= Álvaro Gonçalves =

Brazilian businessman

Álvaro L. Gonçalves is a Brazilian businessman. He played a leading role in the development of the Brazilian investment environment.

== Early life ==
Gonçalves holds a BSc in Industrial Engineering from FEI (Brazil), with extensions in Business Administration from FGV-SP (Brazil) and an MBA from the International Institute for Management Development in Switzerland.

== Career ==
Gonçalves began his career in 1984 at Duratex (part of Itau Group), a mid-market supplier for the civil construction sector.

Gonçalves advised restructuring situations as manager of Banco Pactual’s corporate finance division, in 1994.

He worked as a corporate executive, including leading two turnarounds of national segment leaders. In 1996, he was CEO of Lacta, Brazil's largest chocolate producer. In 1990, he was CFO of the Pullman Group, a leading Brazilian bakery products company.

He worked two years as Managing Director of Pactual Electra Capital Partners – one of the first private equity funds in Brazil.

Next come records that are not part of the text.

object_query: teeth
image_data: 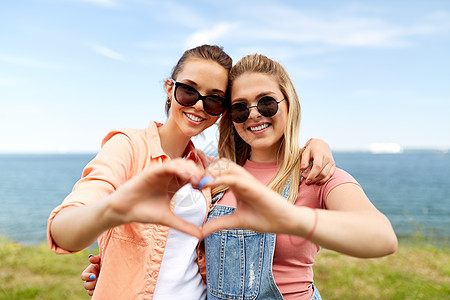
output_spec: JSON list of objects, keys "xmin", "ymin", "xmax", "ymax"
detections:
[
  {"xmin": 186, "ymin": 113, "xmax": 204, "ymax": 122},
  {"xmin": 249, "ymin": 124, "xmax": 269, "ymax": 131}
]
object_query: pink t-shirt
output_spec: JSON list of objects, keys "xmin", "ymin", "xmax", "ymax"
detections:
[{"xmin": 218, "ymin": 159, "xmax": 359, "ymax": 299}]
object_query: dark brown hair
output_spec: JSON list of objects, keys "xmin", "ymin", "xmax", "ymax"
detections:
[{"xmin": 165, "ymin": 45, "xmax": 232, "ymax": 116}]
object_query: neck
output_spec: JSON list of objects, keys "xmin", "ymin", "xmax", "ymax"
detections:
[
  {"xmin": 249, "ymin": 144, "xmax": 282, "ymax": 163},
  {"xmin": 158, "ymin": 120, "xmax": 191, "ymax": 159}
]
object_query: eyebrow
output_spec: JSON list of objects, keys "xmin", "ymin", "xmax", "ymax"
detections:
[
  {"xmin": 232, "ymin": 91, "xmax": 277, "ymax": 103},
  {"xmin": 182, "ymin": 79, "xmax": 226, "ymax": 95}
]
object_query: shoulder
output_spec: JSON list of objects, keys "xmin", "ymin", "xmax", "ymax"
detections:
[
  {"xmin": 318, "ymin": 168, "xmax": 360, "ymax": 204},
  {"xmin": 298, "ymin": 168, "xmax": 360, "ymax": 208},
  {"xmin": 329, "ymin": 168, "xmax": 358, "ymax": 184},
  {"xmin": 101, "ymin": 128, "xmax": 145, "ymax": 147},
  {"xmin": 101, "ymin": 121, "xmax": 160, "ymax": 148},
  {"xmin": 320, "ymin": 168, "xmax": 359, "ymax": 192}
]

He co-founded Stratus Group in 1999,

He served as Chairman of the Brazilian Private Equity Association and directly participated in institutional efforts that resulted in regulatory improvements and better understanding of investment firms by government authorities and capital market institutions.

Gonçalves served on the Listing Committee of the Brazilian Stock Exchange, BM&F Bovespa. He led discussions about mid-market company access to the public market.

In the international context, Gonçalves served on governing bodies of the Global Emerging Markets Private Equity Association (EMPEA) as a member of the Advisory Council. He also served as a director of the Latin American Private Equity and Venture Capital Association (LAVCA).